Remember the line from the film Clueless when "Cher" Horowitz's dad, a top lawyer, congratulates her for persuading her tutors to change up the grades on her report? He says something like: "I couldn't be happier if these were your actual grades!"
A culture of cheating among graduate hopefuls on tests for investment banks has been exposed and smacks of a similar sort of cynicism, but without the honesty (unsurprisingly).
A bunch of investment banking graduates were caught cheating on a supposedly unchallenging maths test at JP Morgan's New York office and sent packing. The offenders, some of whom were from the UK, were made to pay their own way home from the Big Apple as additional penance, according to The Telegraph on 23 October.
The official line from JPM's press office was "this behaviour is entirely unacceptable and is not tolerated at our firm and so on..." However, someone inside the bank took a rather more realistic line: "These people must have cheated in a pretty stupid, clumsy way for them to get caught because otherwise I don't understand how they didn't get away with it."

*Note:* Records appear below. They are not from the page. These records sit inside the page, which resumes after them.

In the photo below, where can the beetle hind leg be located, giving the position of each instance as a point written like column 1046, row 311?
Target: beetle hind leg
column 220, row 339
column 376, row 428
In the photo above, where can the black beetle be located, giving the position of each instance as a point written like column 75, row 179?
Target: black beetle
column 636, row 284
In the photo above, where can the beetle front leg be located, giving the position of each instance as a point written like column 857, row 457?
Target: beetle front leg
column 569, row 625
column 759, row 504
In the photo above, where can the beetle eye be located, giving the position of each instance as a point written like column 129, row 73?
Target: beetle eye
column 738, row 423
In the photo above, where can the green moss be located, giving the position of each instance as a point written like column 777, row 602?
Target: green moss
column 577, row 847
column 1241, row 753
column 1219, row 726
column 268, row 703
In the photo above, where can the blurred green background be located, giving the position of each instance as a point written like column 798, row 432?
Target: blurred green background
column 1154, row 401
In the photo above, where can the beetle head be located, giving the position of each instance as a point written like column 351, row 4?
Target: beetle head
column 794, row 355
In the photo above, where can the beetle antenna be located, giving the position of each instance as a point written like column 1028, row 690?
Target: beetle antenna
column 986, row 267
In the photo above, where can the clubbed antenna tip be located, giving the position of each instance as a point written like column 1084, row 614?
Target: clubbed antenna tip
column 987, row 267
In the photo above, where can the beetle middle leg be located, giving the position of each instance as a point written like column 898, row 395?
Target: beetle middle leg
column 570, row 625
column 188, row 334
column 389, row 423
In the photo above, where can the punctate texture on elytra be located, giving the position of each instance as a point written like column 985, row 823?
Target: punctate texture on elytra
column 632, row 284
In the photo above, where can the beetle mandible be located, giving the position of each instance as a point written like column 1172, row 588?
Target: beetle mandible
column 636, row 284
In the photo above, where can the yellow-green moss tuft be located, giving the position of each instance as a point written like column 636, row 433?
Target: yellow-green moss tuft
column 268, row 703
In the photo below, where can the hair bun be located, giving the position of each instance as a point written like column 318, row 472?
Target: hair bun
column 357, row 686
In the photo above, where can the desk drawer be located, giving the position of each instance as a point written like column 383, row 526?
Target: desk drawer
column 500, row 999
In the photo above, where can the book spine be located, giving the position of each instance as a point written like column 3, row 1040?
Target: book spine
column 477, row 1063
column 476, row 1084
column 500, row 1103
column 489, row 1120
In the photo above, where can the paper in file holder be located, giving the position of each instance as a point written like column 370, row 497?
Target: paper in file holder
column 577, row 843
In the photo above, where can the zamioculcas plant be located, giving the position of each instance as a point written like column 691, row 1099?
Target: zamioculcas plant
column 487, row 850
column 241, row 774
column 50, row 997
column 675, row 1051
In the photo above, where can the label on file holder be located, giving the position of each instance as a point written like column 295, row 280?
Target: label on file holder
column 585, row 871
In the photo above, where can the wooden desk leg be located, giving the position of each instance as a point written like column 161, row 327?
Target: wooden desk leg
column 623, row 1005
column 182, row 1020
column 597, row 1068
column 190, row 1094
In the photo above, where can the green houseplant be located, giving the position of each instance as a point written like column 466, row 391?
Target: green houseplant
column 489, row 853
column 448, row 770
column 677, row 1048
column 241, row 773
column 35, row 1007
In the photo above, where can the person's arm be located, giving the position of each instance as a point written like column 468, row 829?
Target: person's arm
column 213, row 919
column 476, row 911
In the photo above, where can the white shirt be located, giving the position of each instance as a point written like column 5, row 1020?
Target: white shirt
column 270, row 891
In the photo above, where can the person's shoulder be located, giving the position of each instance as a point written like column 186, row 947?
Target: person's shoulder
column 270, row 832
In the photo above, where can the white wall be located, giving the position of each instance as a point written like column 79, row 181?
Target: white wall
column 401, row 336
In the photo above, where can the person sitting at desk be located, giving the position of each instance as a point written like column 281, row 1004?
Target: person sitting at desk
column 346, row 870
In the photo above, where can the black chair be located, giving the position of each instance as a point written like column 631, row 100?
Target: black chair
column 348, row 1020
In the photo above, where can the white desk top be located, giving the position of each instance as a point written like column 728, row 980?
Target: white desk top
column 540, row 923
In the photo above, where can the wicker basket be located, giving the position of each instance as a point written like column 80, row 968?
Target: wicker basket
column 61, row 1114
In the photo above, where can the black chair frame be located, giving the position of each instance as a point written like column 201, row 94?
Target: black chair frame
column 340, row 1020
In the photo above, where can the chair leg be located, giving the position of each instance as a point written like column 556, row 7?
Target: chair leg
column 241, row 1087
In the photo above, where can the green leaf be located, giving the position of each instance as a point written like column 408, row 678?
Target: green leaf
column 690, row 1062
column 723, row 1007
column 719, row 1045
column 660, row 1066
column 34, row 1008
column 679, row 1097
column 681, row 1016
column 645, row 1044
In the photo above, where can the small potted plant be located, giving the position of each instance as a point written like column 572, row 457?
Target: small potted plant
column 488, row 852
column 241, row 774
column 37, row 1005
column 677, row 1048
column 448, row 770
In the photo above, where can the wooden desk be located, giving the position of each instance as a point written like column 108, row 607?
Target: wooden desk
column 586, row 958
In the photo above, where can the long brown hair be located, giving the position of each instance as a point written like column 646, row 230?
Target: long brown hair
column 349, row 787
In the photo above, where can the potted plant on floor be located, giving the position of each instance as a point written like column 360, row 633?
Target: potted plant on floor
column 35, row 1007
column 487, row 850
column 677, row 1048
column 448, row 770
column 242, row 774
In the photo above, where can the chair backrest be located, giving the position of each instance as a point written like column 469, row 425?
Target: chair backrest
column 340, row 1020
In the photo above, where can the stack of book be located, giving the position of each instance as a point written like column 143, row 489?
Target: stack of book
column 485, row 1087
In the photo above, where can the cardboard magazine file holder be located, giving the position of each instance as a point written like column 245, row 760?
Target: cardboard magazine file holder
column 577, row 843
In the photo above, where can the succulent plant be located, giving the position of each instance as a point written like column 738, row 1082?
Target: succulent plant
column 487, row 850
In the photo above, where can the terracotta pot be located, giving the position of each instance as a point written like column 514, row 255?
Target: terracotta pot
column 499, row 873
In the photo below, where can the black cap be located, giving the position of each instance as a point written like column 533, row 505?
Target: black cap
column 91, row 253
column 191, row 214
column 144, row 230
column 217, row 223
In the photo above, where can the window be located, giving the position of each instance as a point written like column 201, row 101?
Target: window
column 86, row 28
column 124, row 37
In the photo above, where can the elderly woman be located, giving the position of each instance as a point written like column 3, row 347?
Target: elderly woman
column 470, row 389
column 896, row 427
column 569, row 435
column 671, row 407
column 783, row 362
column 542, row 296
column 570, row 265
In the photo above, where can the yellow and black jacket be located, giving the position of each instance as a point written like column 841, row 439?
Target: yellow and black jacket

The source said cheating on these internal tests is "pretty common practice", and that the grads must have been caught taking notes into the exam, or obviously copying work of their peers.
We should add that JPM is not the only bank to have detected cheating graduates on its tests; Goldman Sachs is also cited in the story.
In fact it's a brilliantly understated piece of journalism – the unmissable inference here is that cheating isn't really wrong. Rather, it's going about it in a stupid or clumsy way that deserves censure.
And, of course, this attitude is ingrained in the cheerfully iniquitous culture of investment banking we all know and love. A good example was the recent Libor scandal. Remember the line from forex chatroom transcripts that blazed on headlines: "if you aint cheating, you aint trying."
In one exclusive chatroom known as "The Cartel", which included traders from Citigroup, JP Morgan, UBS, RBS and Barclays, a warning was allegedly issued to one trader "on trial" at the "fix": "Mess this up and sleep with one eye open at night."
The ultimate sanction for bankers is jail time but we know this rarely happens. More often than not, the offending individual is barred from working in banking and the bank incurs a fine. In the past four years, JP Morgan alone has paid out $28,902,150,000 in fines and settlements for fraudulent and illegal practices.
That looks like a lot of money, but it probably only hurts about as much as a grand does to a graduate for an unscheduled flight home from JFK.
And it would probably constitute zero net loss in the grand scheme of things if – by some unprecedented outbreak of honesty – the cheating graduates were welcomed in by their future employers with a knowing wink for possessing the sort of initiative and drive that could only come in handy going forward.